November 8, 2012
Urban affairs offers students chance to study in China
Partnership with SCUT provides new opportunities, dual degrees offered
In a move that has been in the works for two years, Cleveland State’s Maxine Goodman Levin College of Urban Affairs has entered a partnership with South China University of Technology (SCUT), which will allow students to study abroad and receive degrees from both universities.
The agreement, signed Oct.9, allows students from Cleveland State to study in China as a way to expose themselves to the Chinese system of doing things and to gain experience working with peers from different parts of the world. There will also be students from SCUT studying at Cleveland State as part of the arrangement.
Talks for a partnership began two years ago when Professor Yizhong Zhu was visiting Cleveland State and presented the idea of it working with SCUT.
“She was very insistent that there was a community of interest between us and the school of public administration at SCUT, and toward the end of her stay we were getting more and more requests from Chinese universities to partner so we decided to take a trip,” said Edward Hill, dean of the College of Urban Affairs.
Members of the college travelled to China last December to look at some of the universities offering to participate in a partnership with Cleveland State. It was decided that SCUT was the most progressive and would offer the most benefits to students. A return trip was made in April to finalize the plans for the partnership.
Hill believes it is increasingly important for Cleveland State students, particularly those in urban affairs, to be exposed to the largest country and one of the largest economies in the world.

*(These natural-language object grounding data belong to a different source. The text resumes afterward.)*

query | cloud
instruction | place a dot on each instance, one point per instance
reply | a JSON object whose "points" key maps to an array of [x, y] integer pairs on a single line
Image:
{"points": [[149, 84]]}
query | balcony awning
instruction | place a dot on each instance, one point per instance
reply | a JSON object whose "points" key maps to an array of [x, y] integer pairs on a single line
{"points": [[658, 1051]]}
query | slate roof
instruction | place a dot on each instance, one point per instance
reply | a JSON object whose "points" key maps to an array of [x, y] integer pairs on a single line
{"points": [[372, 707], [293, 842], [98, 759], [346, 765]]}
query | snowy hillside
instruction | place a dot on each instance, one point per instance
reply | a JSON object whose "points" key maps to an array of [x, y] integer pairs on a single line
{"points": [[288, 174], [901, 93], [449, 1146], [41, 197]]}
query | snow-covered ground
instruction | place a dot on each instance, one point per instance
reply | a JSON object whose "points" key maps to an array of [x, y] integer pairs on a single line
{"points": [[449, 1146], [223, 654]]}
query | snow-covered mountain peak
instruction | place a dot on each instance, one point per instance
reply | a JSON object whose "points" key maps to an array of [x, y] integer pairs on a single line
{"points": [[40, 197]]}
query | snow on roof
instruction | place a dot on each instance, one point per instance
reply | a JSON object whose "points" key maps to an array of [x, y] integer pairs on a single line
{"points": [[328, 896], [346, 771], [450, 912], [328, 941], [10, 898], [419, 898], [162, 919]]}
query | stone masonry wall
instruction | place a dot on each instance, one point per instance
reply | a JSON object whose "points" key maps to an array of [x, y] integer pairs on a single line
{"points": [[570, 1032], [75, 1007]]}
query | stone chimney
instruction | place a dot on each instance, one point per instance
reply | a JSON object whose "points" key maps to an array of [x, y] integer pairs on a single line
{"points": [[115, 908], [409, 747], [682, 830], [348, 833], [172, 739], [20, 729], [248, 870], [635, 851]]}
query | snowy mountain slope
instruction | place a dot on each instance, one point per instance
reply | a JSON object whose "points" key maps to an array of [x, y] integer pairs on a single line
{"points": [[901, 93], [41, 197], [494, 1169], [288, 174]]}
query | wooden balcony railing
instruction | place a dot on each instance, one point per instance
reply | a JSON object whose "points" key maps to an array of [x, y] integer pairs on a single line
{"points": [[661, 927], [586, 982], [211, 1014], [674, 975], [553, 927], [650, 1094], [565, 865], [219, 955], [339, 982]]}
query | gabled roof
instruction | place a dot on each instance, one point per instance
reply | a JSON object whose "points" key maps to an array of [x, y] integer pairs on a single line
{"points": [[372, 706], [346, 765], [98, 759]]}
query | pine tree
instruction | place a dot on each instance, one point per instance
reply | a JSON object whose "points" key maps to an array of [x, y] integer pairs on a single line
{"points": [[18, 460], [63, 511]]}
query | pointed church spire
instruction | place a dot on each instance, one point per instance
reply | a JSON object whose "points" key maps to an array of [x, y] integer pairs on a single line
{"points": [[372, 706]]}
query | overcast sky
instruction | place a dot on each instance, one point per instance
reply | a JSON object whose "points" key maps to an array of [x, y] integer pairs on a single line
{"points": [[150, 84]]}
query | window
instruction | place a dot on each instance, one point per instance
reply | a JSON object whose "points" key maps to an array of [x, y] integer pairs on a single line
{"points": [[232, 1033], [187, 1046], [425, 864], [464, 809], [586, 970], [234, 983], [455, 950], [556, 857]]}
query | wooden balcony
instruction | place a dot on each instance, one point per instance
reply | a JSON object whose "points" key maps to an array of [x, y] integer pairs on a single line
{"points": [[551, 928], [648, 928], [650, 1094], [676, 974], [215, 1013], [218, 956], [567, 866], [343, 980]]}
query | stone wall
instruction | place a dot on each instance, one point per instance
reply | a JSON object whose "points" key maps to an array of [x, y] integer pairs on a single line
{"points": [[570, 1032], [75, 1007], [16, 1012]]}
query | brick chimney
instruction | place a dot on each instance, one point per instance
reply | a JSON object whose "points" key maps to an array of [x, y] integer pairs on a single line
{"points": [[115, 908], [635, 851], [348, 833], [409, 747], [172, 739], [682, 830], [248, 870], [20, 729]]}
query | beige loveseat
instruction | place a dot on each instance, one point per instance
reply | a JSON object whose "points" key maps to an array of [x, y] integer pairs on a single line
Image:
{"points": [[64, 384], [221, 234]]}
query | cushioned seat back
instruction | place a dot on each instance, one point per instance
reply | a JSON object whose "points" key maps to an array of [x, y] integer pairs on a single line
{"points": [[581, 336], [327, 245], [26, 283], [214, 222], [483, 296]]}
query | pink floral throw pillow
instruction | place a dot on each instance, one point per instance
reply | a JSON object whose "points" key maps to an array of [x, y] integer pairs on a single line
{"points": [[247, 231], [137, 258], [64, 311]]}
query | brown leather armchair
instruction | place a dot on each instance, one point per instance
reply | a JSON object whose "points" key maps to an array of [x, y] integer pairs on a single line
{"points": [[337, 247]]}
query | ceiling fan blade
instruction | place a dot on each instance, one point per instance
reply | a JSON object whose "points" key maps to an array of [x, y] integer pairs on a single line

“Providing access to our students to China was looking to be increasingly important,” Hill explained. “It’s a big and important place, and Guangzhou, which is where SCUT is, was the first Chinese city to liberalize, so they have the freest market system in the country. Guangzhou is also the first Chinese city to go through economic transition, so they believe there is a lot to be learned from Northeast Ohio.”
SCUT is a full university with about 40,000 students and is the 25th ranked university in China. As a result, they report to the Ministry of Education. Though they are primarily a science and engineering school, SCUT reached out to Cleveland State because of the College of Urban Affairs’ No. 2 ranking in U.S. News and World Report.
The option to study in China through this partnership will be open to all undergraduates at Cleveland State once it is approved by the faculty senate, with the hope of beginning in the fall of 2013.
“We’ve gotten a set of courses that are equivalent to our gen-ed courses at Cleveland State approved at Guangzhou, and all of the courses that are approved are taught in English,” Hill said. “So it would be possible for a Cleveland State student to go to the Sino-North American College and get full Cleveland State credit for all of their courses.”
Also as part of the exchange, Cleveland State will be hosting study teams from Guangzhou’s municipal government and Guangdong’s provincial government as part of Cleveland State’s continuing education efforts.
“The idea is that, for the first phase, [students coming here] take the first two years at SCUT and the last two years at Cleveland Sate, and both universities give them degrees because we both accept each other’s credits,” Hill explained.
Cleveland State students travelling to China will be paying the same amount for tuition as they would if they were staying in Cleveland. Students visiting from China will be paying the out-of-state tuition fee. This money will be used to support the program and help establish faculty exchanges, which are expected to be in place by the third year of the partnership.